C’est la deuxième fois au moins en trois ans, que des rumeurs courent au Cameroun sur une tentative de putsch contre Paul Biya. En novembre 2007, la garde présidentielle avait abattu un jeune homme qui tentait de traverser la voie lors du passage du cortège de la première dame, Chantal Biya, sur fond de psychose de coup d’Etat. Quelques jours plus tôt, tout ce que le pays comptait de forces de sécurité et de renseignement avait été mis en alerte maximale, après l’annonce par les renseignements généraux d’un projet de coup d’Etat militaire. Dans la foulée, plusieurs haut-gradés de l’armée, des agents subalternes ainsi que des ressortissants étrangers, français et belges, avaient été arrêtés.

La diaspora camerounaise tentée par un putsch ?

Pour le journaliste Faustin Njikam, il pourrait s’agir cette fois d’une rumeur sans fondement. A l’en croire, s’il y a bien un problème au sommet des services de sécurité camerounais, c’est celui de la corruption. « Plusieurs personnalités de la République se sont plaintes des tentatives de chantage de la part de certains responsables de police et des renseignements. Ceux-ci auraient prétendu avoir des dossiers pouvant les faire arrêter dans le cadre de l’opération « Epervier » [1], pour leur soutirer de fortes sommes d’argent. Ça allait dans tous les sens et il fallait que le chef de l’Etat remette un peu d’ordre dans la maison, d’où le limogeage des deux hauts responsables », pense-t-il.

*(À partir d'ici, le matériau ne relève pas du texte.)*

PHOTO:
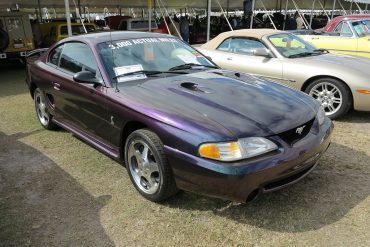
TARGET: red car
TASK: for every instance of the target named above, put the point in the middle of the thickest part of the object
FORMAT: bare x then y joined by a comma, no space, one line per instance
335,22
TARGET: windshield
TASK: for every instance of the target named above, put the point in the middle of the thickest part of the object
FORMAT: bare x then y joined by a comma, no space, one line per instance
77,29
361,28
162,54
289,45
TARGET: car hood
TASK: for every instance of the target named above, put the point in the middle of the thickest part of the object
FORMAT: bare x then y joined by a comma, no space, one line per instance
220,103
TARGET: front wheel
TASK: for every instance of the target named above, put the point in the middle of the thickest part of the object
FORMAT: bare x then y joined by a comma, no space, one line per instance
41,110
148,167
333,95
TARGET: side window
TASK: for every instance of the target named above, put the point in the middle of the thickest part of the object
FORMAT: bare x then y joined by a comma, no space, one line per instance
55,55
346,30
225,45
338,29
244,46
77,57
53,32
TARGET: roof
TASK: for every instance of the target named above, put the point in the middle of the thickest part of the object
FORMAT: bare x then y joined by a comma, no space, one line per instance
101,37
253,33
351,17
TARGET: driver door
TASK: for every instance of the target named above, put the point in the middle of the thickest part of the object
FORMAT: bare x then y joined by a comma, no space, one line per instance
80,106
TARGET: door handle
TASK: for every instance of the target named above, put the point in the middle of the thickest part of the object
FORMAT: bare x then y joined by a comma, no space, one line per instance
56,86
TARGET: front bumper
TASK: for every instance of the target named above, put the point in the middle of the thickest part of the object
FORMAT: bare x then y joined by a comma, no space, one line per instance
242,181
361,101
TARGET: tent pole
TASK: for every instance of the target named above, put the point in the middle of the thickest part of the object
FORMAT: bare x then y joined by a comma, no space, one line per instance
311,18
251,24
286,12
227,8
332,10
150,14
68,17
40,12
209,2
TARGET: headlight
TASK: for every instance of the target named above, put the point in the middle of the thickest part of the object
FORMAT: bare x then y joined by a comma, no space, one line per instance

A l’opposé, certains organismes comme le Comité catholique contre la faim et pour le développement (CCFD) prennent au sérieux la menace de putsch au Cameroun. Dans une enquête publiée fin août sur la situation sécuritaire de ce pays, le CCFD inclut dans les différents scénarios d’alternance politique au Cameroun la prise de pouvoir par une alliance politique et militaire avec un appui financier de la diaspora : « Il s’agirait d’acteurs politiques, militaires et économiques qui ont quitté le pays récemment et qui seraient très actifs à l’étranger. Beaucoup d’acteurs du régime, fragilisés par l’Opération Épervier, pourraient être séduits par une intervention militaire », écrit l’ONG.

Quoi qu’il en soit, Paul Biya a décidé de renforcer son dispositif de sécurité, dans la perspective de la présidentielle de l’année prochaine, à laquelle il pourrait se présenter après avoir fait sauter le verrou constitutionnel sur la limitation des mandats. Le 31 août, il a nommé Paul Atanga Ndji, âgé de 78 ans et considéré comme l’un des principaux stratèges du dispositif répressif qui avait brisé, dans les années 90, le mouvement de désobéissance civile mené par l’opposition, au secrétariat permanent du Conseil national de la sécurité (CNS).

Créé par feu Amadou Ahidjo le premier président du Cameroun, et mis en veilleuse avant d’être ressuscité par décret l’année dernière, le CNS a pour rôle de coordonner l’ensemble des forces de sécurité et de défense nationales. Placé sous la haute autorité du président de la République, il rassemble le ministère de la Défense, le Secrétariat d’Etat à la défense (gendarmerie nationale), la Direction générale à la sûreté nationale (police), la Direction générale des renseignements extérieurs (contre-espionnage), la Direction de la sécurité présidentielle, la Garde présidentielle et l’Etat major particulier du président de la République. Un vrai conseil de guerre.